The Norwegian duo return with more minimal electronica.
Sid Smith 2007
To call something or someone 'amateur' in the UK is pretty much an insult, a linguistic demarcation line designed to separate the pro from the prole. The fact that neither Espen Sommer Eide nor Dad-Are Haugan, are trained musicians has not hindered them in crossing that line. With several albums to their credit (including 2005’s Norwegian Grammy-winning Miniatures) they’re part of the must-hear experimental electronica scene emanating out of the vicinity of the Arctic Circle. Whilst the accolade 'big in Tromso' may sound condescending, bear in mind that the competition includes the likes of Biosphere and Supersilent.
For Alog the album title refers to the freshness and energy when approaching an instrument unencumbered by concerns about technique, or whether or not something sounds ‘good.’ In other words: making a hell of a racket. The problem is that this methodology produces uneven results. The terse, Reich-like throb of “Son Of King,” with its razor-sharp editing and concise lyric sits awkwardly beside a generally monotonous improvisation of the “freak out” variety on “A Throne For The Common Man”. Never was so much percussion shaken, rattled and rolled to such pointlessly dull effect. The presence of this and one or two similarly aimless items (particularly the slack glissando of “The Learning Curve”) undermine the album’s strength.

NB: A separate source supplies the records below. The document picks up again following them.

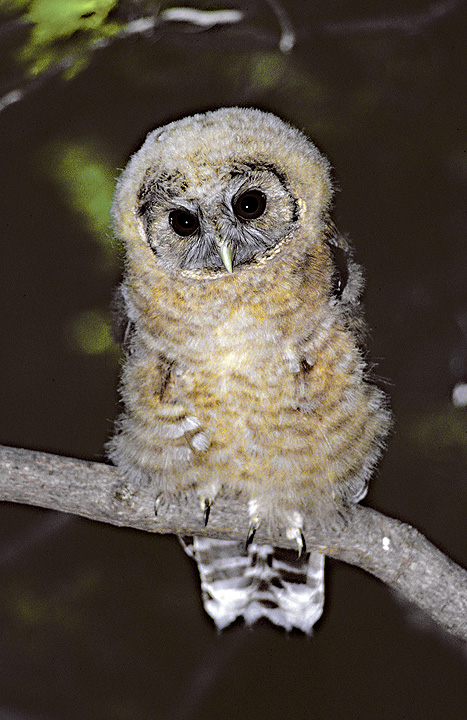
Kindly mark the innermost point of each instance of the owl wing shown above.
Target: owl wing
(347, 280)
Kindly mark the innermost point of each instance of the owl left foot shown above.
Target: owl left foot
(295, 532)
(206, 504)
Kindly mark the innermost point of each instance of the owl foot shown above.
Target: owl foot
(252, 528)
(295, 532)
(158, 501)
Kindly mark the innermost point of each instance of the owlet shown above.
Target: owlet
(243, 334)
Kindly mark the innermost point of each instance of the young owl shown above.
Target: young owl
(243, 333)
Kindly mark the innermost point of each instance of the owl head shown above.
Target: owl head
(223, 191)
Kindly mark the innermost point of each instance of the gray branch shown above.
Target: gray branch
(393, 551)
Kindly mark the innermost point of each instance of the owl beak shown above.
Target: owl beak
(226, 256)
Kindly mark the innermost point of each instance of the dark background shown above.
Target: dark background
(103, 622)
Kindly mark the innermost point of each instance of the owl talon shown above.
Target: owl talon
(252, 528)
(206, 506)
(157, 503)
(301, 543)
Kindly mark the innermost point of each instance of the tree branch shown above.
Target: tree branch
(394, 552)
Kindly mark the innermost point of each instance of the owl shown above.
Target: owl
(241, 321)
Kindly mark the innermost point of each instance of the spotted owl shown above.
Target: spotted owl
(241, 321)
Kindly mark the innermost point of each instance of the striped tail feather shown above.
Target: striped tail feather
(262, 581)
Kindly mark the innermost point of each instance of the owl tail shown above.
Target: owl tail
(262, 581)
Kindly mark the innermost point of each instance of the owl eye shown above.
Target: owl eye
(250, 205)
(183, 222)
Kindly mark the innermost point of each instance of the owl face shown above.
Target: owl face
(233, 218)
(219, 192)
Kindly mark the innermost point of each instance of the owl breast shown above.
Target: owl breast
(273, 394)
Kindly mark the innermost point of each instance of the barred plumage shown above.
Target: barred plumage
(243, 336)
(261, 581)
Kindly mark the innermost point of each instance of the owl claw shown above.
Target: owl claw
(206, 507)
(157, 503)
(252, 528)
(301, 543)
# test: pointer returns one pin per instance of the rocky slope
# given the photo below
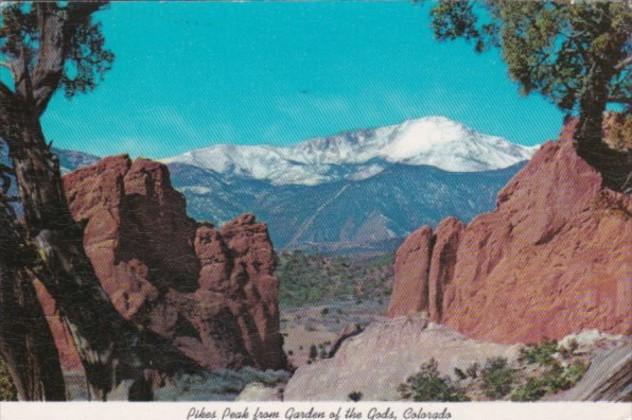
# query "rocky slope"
(552, 259)
(211, 291)
(395, 349)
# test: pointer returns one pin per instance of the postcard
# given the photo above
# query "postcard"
(340, 210)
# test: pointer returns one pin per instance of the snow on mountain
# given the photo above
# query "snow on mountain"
(356, 155)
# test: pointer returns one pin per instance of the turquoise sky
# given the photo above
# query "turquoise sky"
(188, 75)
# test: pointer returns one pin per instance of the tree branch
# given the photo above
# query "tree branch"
(55, 30)
(621, 64)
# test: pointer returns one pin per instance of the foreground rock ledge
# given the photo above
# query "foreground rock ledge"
(553, 258)
(212, 292)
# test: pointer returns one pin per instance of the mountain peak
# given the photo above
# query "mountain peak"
(434, 140)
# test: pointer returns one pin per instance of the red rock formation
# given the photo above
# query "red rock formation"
(211, 292)
(552, 259)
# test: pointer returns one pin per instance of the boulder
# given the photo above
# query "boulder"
(552, 259)
(382, 357)
(211, 292)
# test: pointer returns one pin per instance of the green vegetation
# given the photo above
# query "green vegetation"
(553, 380)
(7, 389)
(541, 369)
(498, 378)
(355, 396)
(428, 385)
(577, 54)
(541, 353)
(310, 279)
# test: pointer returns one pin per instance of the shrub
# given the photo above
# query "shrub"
(428, 385)
(555, 379)
(313, 352)
(498, 377)
(533, 390)
(460, 374)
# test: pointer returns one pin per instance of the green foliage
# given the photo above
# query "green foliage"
(310, 279)
(7, 389)
(533, 390)
(428, 385)
(498, 378)
(472, 370)
(85, 58)
(541, 353)
(564, 50)
(553, 380)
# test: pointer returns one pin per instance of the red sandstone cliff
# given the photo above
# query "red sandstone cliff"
(212, 292)
(555, 257)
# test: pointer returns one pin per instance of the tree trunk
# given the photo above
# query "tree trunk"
(26, 343)
(614, 166)
(111, 349)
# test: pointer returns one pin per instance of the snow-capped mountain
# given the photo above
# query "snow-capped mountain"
(357, 155)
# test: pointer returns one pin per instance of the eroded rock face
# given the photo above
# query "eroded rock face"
(211, 292)
(552, 259)
(387, 352)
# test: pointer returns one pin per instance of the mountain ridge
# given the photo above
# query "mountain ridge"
(360, 154)
(366, 204)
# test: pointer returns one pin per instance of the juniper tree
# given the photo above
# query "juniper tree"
(578, 54)
(46, 47)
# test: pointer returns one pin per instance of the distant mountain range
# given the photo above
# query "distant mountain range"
(361, 154)
(357, 191)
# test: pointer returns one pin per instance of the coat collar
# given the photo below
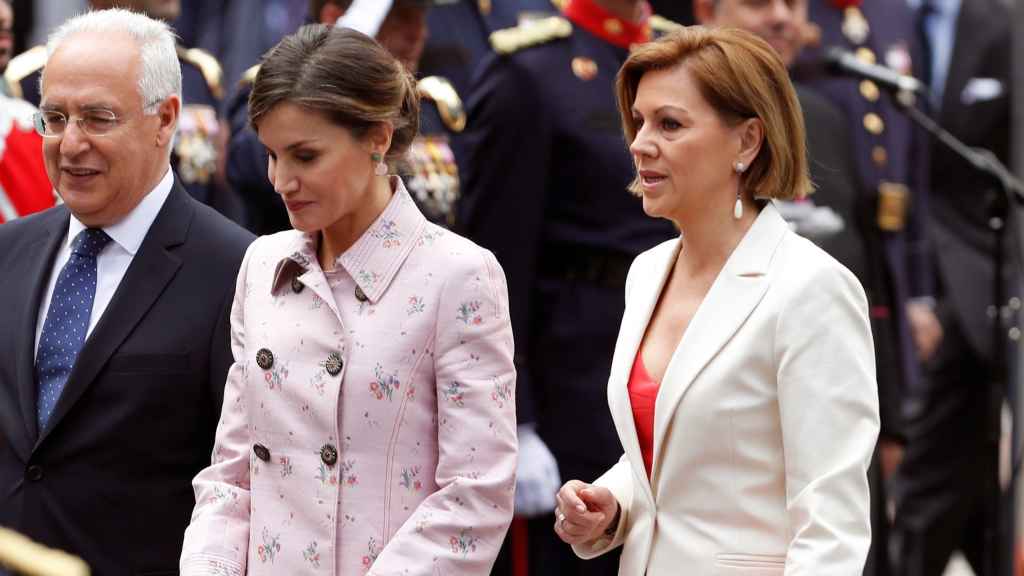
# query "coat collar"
(376, 256)
(147, 276)
(735, 292)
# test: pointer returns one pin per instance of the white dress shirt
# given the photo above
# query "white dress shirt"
(941, 31)
(114, 259)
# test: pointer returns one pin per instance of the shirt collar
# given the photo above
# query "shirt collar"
(375, 257)
(940, 6)
(130, 231)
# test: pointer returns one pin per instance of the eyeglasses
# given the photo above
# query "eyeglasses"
(51, 124)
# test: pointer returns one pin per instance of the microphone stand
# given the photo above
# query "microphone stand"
(1006, 189)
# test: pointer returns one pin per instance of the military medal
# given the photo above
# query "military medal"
(893, 200)
(584, 69)
(855, 26)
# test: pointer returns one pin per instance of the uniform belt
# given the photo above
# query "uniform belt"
(586, 263)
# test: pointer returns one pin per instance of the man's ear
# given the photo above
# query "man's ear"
(168, 113)
(704, 11)
(330, 13)
(379, 137)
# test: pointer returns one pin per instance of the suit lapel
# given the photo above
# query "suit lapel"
(963, 62)
(151, 271)
(35, 266)
(732, 297)
(646, 288)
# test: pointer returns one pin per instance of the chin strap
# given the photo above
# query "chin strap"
(366, 15)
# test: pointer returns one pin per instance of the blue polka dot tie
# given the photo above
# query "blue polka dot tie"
(67, 320)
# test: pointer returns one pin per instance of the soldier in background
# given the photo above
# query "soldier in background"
(429, 172)
(892, 161)
(545, 170)
(196, 149)
(6, 41)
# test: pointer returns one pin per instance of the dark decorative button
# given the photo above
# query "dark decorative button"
(262, 452)
(34, 472)
(334, 364)
(264, 359)
(329, 454)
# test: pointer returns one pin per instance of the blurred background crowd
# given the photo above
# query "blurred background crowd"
(520, 150)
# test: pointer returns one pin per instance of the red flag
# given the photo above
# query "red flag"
(24, 186)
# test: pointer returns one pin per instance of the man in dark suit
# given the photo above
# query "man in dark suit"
(947, 488)
(545, 181)
(116, 343)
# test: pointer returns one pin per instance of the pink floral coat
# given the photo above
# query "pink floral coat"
(369, 419)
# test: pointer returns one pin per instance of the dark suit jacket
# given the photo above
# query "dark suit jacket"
(109, 479)
(960, 229)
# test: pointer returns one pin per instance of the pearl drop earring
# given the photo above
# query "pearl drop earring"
(381, 168)
(737, 208)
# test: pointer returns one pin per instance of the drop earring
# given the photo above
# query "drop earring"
(737, 208)
(381, 168)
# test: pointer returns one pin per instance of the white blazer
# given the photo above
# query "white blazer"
(764, 424)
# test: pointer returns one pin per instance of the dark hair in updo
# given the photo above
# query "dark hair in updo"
(344, 75)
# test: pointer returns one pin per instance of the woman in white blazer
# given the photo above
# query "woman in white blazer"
(742, 384)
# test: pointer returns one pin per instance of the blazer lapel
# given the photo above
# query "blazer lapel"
(645, 291)
(35, 266)
(151, 271)
(963, 62)
(734, 294)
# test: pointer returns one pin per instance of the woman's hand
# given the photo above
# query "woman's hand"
(584, 512)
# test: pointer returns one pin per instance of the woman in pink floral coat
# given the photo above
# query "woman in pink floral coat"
(369, 419)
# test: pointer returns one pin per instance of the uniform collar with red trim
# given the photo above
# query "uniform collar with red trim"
(591, 16)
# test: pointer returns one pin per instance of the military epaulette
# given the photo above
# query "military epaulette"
(208, 66)
(529, 34)
(23, 66)
(449, 104)
(25, 557)
(249, 76)
(663, 25)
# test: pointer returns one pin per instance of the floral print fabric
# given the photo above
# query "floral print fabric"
(421, 414)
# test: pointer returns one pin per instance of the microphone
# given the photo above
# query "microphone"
(844, 63)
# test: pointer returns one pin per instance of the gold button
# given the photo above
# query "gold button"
(880, 156)
(873, 123)
(866, 55)
(869, 90)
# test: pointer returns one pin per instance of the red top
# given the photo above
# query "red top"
(643, 393)
(589, 15)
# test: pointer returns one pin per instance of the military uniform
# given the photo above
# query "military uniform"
(195, 155)
(429, 169)
(546, 170)
(891, 157)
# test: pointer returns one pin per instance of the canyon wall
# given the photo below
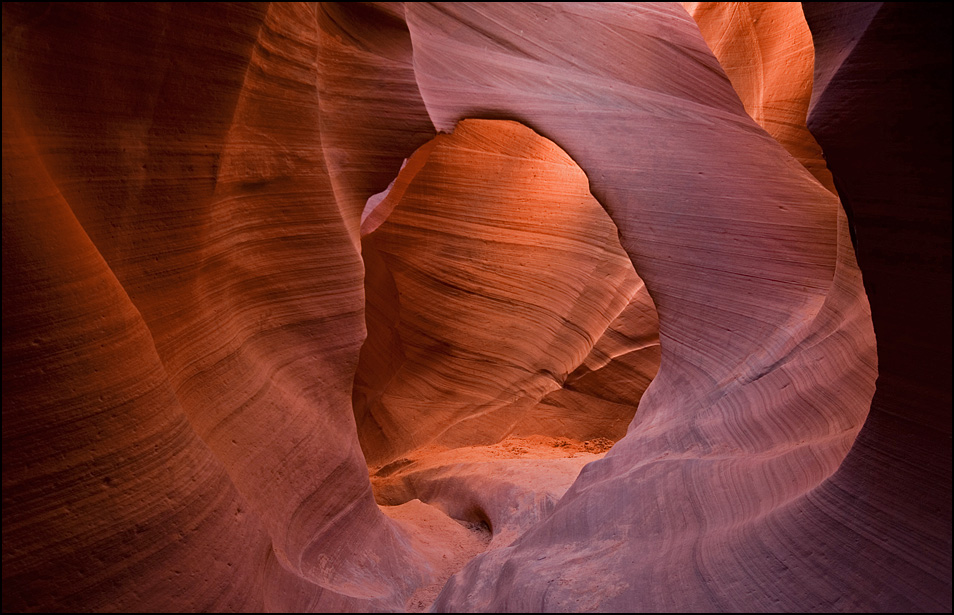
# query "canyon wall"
(213, 346)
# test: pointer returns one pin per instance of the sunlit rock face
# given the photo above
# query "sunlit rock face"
(488, 284)
(225, 388)
(766, 51)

The amorphous vocal exercising in “Write Your Thoughts In Water” enjoys the air of cathartic release, whilst the mesmeric bell-like repetition of “The Beginner” becomes strangely uplifting as indeterminate wisps of melody curl and spin around the pulsating central chord. Best of all is the epic “Bedlam Emblem’s” terminally distorted merry-go-round of tape loops and kerrang-guitar Armageddon.
The dominant textures have been quite literally cobbled together from hours of field recordings made in primary school music rooms and other source-abundant locations. Imported into the often sterile world of lap-top derived music, there woody ambience is both warming and welcome. Not without humour, “The Future Of Norwegian Wood” is partly constructed from various bangs, cuts, and slaps constituting a different kind of substance abuse than the ones usually associated with the music business. Flawed but worthy.